Friday, June 30, 2017

Digital Business Operations the new mode for IT Operations

Recent conversations I've had with others in the IT Operations space helped formulate an idea I have been working on for a while concerning the future of Ops. The old mode of operating, you can call it ITIL based, or mode 1, or whatever you prefer is not going to be the primary mode of operations in the long term. Senior leadership has acknowledged this and made concerted efforts to change their habits of hiring, spending, and roadmaps for technology and delivery of new functionality.

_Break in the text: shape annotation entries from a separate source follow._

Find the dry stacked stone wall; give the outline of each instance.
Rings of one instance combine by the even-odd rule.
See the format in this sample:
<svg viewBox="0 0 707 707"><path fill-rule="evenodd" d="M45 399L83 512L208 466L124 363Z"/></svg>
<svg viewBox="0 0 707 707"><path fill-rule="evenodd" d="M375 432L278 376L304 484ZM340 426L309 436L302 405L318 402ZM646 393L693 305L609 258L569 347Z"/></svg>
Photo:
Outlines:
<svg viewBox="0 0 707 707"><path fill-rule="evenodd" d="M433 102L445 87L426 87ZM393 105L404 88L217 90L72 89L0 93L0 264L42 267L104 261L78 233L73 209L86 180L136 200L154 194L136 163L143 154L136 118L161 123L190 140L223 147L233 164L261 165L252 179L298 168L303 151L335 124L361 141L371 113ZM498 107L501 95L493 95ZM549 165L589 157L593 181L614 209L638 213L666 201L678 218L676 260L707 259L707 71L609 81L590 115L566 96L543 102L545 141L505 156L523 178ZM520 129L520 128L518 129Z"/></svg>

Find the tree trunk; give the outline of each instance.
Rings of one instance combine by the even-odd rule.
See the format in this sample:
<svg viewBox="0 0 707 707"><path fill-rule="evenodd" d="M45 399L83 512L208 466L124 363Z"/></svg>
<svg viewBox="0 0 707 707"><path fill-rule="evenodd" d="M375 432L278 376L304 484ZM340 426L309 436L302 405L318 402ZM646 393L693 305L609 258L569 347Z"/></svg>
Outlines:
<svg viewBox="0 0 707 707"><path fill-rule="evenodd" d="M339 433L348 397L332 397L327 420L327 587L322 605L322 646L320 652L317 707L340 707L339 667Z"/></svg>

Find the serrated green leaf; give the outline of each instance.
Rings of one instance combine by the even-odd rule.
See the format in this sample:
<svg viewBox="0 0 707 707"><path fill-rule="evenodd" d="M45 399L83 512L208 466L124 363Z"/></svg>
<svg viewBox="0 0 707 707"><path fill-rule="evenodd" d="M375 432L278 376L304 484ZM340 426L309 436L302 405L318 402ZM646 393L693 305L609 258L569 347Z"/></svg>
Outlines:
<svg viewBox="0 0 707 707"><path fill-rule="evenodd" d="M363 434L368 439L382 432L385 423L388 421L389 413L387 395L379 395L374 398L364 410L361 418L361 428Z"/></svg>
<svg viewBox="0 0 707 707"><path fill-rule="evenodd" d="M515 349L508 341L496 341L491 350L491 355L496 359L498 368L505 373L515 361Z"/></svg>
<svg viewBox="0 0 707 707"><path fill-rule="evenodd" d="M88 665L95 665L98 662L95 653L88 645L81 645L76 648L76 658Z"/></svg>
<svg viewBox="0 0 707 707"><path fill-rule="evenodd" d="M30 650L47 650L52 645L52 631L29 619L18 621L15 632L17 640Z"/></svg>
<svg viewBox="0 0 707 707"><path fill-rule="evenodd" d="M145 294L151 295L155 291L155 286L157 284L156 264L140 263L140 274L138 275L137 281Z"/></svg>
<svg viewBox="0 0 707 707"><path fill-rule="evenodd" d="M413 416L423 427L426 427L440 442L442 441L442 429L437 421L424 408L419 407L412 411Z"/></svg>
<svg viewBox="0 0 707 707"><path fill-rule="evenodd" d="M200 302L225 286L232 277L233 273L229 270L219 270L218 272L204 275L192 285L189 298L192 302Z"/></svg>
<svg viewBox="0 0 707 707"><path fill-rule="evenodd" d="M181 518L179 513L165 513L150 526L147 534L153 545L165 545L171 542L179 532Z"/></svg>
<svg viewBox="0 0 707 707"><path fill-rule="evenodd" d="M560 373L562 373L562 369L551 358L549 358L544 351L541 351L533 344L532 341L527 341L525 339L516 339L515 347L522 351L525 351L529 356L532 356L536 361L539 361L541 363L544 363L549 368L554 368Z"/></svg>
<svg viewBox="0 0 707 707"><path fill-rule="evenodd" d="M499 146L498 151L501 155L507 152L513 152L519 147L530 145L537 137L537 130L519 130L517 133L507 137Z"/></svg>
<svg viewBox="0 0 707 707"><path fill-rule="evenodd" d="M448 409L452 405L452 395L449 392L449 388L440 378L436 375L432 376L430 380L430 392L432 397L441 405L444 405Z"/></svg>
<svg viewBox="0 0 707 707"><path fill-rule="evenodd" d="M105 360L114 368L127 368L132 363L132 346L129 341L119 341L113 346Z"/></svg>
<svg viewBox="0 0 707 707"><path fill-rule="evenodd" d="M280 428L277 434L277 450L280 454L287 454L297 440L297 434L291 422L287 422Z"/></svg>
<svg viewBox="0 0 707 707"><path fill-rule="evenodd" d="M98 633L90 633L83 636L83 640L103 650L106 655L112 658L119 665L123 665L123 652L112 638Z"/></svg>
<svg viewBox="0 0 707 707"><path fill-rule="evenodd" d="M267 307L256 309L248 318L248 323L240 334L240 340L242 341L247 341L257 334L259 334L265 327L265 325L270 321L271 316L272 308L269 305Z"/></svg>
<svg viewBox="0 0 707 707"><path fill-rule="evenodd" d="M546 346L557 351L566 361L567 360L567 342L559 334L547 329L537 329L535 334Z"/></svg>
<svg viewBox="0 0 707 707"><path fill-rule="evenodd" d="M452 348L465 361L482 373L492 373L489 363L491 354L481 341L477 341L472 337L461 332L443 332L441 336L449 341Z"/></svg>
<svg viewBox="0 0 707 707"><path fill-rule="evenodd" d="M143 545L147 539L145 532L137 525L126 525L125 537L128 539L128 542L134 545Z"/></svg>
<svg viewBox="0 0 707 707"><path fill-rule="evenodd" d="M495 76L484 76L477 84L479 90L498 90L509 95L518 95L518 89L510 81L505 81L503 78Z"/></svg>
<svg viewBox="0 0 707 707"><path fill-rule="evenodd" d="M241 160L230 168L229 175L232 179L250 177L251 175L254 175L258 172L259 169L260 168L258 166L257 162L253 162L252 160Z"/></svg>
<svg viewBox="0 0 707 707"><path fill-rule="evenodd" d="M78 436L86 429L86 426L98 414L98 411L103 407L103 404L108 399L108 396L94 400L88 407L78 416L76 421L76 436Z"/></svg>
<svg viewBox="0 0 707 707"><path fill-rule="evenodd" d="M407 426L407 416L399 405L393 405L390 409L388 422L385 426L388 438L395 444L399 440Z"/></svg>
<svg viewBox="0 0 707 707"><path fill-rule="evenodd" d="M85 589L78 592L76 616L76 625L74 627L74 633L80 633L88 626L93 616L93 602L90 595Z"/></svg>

More advanced teams operating in an agile manner, or mode 2 consist of smaller more integrated teams made up of individuals with different skills. These teams are meeting today's digital business challenges. In most enterprises, these teams are part of a bimodal strategy, but bridging the gap between mode 1 and mode 2 is something few have solved. I'm personally not sure this is possible due to cultural and fundamental differences in beliefs and trust. In many organizations, there is a high degree of variability on the level of investment between mode 1 and mode 2, but most leaders agree the future is moving more of the staff towards mode 2 due to business demand. Listening to customers is key.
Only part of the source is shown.